Charles Rosen, The Romantic Generation
It has become standard practice to present the 24 Preludes in recital as a totality, although this is something that the composer himself never did, nor apparently intended. Our musical age is an encyclopedic one, obsessed with completeness and authenticity. The archival study of the great masters has led to the elevation of juvenilia and marginalia to lofty heights. A self-respecting CD producer would never consider a comprehensive study of a particular work without presenting alternate endings, deleted passages, and source material along with the piece itself. As admirable as this anal drive may be, it has led to some controversial (and sometimes meretricious) new bottles for vintage wines. Although Chopin may have been inspired by The Well-Tempered Clavier and arranged the grouping in a natural order (following, unlike Bach, the circle of fifths), his vision for his tiny children was for independent lives. A couple of them have survived as encore pieces (especially the lovely and turbulent D-flat), but in today’s environment they have become, for better or worse, joined at their respective hips. These wondrous poems are neither didactic (it is easy to confuse them with his Etudes) nor programmatic (the appellation “raindrop” has, at various times, been applied to three different numbers). They are rather, as Rosen suggests, romantic fragments, frozen moments of time like the shockingly brief finale of the Sonata # 2.
The trick in modern performance is to make each of these little gems interesting within this artificial context. The harmonic cohesion may be present (although, unlike in Bach, there is little sense of beginning, middle and end), but there is a danger of epigrammatic overkill.

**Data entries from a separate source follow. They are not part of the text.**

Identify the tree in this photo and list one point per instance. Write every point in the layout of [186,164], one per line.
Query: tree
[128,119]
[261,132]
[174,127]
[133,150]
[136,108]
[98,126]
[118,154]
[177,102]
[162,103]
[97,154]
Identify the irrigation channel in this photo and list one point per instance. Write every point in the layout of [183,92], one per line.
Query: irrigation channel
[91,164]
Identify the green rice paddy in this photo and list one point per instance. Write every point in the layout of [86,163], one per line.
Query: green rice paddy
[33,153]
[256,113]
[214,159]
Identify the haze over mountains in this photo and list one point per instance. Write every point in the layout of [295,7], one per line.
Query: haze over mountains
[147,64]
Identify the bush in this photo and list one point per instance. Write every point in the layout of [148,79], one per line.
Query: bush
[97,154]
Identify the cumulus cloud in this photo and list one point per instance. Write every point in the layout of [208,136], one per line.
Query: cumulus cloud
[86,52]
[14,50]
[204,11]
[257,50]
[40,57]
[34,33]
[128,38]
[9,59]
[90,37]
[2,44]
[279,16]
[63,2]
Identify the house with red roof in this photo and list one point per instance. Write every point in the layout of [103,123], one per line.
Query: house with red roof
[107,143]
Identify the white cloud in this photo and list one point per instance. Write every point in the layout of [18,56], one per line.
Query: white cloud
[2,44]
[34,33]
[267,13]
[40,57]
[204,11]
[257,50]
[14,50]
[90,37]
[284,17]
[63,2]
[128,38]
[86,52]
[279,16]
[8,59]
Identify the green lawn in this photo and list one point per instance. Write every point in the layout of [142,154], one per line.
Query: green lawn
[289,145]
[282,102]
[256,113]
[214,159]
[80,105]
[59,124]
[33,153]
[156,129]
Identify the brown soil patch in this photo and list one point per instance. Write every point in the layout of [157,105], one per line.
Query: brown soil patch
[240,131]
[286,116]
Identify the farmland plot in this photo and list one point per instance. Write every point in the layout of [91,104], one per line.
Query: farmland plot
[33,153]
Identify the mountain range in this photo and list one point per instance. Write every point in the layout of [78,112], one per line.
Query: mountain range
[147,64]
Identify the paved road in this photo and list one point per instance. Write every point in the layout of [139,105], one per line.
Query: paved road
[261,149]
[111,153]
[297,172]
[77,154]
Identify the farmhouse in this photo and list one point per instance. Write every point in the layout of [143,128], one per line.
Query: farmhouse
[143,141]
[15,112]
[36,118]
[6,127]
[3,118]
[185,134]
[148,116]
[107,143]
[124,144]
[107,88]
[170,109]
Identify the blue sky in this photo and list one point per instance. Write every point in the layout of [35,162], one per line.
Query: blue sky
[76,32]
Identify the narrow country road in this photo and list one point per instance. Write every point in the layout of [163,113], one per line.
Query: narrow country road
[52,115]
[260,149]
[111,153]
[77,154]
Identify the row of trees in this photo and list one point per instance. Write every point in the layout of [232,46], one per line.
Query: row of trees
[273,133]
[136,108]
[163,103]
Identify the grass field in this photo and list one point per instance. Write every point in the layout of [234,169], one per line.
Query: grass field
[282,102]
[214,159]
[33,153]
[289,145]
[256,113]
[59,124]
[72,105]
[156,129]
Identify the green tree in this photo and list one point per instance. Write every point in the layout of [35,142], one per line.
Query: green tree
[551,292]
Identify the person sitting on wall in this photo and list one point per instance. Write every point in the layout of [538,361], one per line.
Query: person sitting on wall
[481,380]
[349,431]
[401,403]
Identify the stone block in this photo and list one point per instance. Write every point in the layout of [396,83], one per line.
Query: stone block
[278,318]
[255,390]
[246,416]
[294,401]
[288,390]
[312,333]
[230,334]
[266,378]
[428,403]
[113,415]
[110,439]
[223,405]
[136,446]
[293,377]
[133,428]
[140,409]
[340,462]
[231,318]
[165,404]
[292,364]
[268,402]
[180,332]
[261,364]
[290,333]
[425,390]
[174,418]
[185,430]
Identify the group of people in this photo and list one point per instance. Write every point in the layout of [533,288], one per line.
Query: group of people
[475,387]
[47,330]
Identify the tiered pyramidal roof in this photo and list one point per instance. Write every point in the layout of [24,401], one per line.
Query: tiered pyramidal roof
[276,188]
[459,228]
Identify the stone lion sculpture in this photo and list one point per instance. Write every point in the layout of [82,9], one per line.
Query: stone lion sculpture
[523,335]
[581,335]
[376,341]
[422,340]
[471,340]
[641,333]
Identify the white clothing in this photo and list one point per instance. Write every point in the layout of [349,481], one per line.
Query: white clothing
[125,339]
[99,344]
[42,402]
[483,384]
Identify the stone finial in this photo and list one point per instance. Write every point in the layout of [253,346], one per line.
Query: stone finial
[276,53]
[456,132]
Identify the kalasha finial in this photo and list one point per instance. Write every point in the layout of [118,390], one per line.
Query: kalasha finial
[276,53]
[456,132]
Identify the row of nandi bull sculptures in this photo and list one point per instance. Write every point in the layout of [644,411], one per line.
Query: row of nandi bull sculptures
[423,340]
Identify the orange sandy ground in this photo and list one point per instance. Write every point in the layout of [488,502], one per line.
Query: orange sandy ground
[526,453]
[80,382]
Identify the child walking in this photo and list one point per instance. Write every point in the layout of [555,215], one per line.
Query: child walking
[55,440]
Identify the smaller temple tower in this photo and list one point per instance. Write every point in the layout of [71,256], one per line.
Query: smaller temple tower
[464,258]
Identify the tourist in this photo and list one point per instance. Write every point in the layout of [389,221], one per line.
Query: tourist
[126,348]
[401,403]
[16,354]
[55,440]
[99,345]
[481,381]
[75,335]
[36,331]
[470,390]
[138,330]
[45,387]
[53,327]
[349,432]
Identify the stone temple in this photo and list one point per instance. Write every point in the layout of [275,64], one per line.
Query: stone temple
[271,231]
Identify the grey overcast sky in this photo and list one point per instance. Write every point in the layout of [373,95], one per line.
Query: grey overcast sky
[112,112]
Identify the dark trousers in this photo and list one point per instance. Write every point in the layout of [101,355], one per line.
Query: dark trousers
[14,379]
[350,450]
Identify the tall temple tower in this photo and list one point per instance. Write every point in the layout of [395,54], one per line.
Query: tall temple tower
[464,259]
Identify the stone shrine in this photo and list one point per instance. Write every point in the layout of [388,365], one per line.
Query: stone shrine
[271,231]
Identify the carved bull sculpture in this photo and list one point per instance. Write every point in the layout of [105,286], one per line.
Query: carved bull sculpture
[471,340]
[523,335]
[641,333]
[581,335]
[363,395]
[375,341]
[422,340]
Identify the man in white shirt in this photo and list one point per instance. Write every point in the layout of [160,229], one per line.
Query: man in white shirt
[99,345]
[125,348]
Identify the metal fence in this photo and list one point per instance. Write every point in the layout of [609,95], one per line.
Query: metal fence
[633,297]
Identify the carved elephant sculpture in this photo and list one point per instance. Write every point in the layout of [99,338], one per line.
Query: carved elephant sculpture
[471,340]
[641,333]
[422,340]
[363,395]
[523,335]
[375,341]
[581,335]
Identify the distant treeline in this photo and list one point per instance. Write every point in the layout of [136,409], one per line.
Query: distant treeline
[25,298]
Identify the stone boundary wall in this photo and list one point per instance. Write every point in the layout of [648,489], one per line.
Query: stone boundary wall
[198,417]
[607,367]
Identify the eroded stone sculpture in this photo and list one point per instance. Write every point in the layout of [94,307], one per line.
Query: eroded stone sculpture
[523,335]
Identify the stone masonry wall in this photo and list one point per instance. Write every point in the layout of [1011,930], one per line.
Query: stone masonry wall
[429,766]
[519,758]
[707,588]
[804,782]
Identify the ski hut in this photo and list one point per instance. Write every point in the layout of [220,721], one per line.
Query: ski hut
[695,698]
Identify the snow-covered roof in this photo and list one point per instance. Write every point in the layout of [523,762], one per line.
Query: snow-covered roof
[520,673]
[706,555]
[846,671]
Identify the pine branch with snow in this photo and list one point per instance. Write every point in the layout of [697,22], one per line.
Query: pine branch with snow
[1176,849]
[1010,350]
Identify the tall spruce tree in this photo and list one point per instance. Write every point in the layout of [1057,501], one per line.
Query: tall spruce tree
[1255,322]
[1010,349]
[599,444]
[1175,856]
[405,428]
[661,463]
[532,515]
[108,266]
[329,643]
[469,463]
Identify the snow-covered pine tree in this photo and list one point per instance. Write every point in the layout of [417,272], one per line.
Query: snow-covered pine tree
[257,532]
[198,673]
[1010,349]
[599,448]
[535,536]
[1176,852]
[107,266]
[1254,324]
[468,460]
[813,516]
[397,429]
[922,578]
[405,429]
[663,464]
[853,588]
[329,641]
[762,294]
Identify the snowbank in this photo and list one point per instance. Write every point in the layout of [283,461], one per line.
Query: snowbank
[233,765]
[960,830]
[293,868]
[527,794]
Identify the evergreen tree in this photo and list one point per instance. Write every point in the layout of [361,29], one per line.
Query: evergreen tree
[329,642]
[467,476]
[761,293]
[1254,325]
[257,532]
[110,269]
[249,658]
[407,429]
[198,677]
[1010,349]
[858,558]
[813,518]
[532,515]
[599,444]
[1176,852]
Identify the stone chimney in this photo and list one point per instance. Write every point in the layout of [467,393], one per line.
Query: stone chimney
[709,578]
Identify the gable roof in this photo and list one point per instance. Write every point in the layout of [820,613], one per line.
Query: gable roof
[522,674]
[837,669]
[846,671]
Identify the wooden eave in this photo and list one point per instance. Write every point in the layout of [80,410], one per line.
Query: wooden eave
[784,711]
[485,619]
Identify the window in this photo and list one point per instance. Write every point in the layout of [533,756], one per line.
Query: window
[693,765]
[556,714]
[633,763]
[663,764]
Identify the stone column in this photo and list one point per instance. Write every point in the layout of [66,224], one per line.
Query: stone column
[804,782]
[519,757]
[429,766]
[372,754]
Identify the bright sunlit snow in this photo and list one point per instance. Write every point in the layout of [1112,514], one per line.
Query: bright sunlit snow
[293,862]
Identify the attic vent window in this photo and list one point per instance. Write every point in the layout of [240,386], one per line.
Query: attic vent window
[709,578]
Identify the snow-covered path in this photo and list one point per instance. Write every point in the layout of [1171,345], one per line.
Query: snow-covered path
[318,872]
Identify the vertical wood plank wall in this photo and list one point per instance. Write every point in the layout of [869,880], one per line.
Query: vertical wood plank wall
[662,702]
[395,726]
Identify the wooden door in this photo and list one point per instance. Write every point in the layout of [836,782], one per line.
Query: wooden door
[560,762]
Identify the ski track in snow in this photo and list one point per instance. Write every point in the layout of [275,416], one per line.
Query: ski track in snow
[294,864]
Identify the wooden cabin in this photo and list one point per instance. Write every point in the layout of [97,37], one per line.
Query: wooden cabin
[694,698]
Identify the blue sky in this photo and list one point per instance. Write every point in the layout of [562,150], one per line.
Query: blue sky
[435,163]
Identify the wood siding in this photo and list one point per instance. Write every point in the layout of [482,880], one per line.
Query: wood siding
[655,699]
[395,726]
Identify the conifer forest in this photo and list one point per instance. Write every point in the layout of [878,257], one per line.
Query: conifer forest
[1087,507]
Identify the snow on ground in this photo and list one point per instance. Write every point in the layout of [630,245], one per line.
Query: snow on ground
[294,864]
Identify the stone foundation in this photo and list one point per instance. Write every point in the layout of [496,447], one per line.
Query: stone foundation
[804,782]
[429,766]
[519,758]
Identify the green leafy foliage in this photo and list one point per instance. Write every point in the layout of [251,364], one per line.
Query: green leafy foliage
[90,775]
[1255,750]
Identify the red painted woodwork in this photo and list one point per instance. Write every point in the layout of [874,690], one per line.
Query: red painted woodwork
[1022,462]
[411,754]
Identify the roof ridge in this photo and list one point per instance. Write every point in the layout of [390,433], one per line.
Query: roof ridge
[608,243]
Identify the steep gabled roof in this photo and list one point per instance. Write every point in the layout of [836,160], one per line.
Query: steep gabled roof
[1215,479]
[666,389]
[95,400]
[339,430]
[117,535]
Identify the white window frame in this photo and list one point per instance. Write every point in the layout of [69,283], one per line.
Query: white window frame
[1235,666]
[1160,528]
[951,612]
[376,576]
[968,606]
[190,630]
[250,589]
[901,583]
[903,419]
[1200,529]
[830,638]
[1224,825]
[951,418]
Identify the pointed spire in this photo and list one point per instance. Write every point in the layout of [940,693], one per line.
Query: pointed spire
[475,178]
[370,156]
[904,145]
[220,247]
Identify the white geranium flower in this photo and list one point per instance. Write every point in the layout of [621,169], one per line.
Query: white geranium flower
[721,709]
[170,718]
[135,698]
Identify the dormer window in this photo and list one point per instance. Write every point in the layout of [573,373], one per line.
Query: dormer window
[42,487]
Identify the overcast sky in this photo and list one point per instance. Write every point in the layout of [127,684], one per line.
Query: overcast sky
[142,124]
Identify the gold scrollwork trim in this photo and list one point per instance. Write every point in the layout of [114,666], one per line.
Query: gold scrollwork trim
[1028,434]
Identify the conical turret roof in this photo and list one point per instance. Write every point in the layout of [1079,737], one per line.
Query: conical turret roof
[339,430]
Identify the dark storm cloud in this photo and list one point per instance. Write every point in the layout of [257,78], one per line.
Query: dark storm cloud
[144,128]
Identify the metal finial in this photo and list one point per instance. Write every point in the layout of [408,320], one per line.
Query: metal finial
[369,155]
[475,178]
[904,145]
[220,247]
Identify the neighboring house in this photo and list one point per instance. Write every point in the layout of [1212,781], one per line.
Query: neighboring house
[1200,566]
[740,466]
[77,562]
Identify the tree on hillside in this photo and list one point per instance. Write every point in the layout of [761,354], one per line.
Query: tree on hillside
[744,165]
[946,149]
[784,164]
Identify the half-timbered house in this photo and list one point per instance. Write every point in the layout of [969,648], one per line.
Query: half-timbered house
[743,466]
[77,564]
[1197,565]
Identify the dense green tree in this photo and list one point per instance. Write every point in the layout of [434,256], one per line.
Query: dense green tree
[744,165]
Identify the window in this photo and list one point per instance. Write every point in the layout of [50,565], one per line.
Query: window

It takes an artist with a very big palette to sustain our sense of wonderment, as Feltsman does in his recording. But live is a different matter: like a recitation contest in ancient Greece, this is a set to separate the poets from the boys.
Czech pianists are fortunate to have such a vast nationalistic repertoire at their disposal. Ivan Moravec has championed the works of Novak and Suk, Korte and Smetana over the years and last evening at Carnegie Hall began his recital with a moving essay by Leos Janacek on an incident similar to America’s Kent State which occurred in the composer’s native town of Brno (the program booklet compares this music to the Symphony # 11 of Shostakovich, although the mood couldn’t be more dissimilar). This pianist’s understatement allowed the poignancy of the piece to reach our ears undisturbed. The rest of the program, however, suffered from his penchant for the dispassionate and mechanical. A quintessentially romantic work such as the Chopin Ballade requires an interpreter willing to make the grand gesture and Mr. Moravec is not so inclined. Although all of the notes were there, much of the interpretive power was sadly lacking. In place of a standard, or even an idiosyncratic, rubato, this recitalist substituted long periods of silence at the oddest places, little rest stops apparently intended to allow us time for reflection. This approach seemed not profound but simply precious.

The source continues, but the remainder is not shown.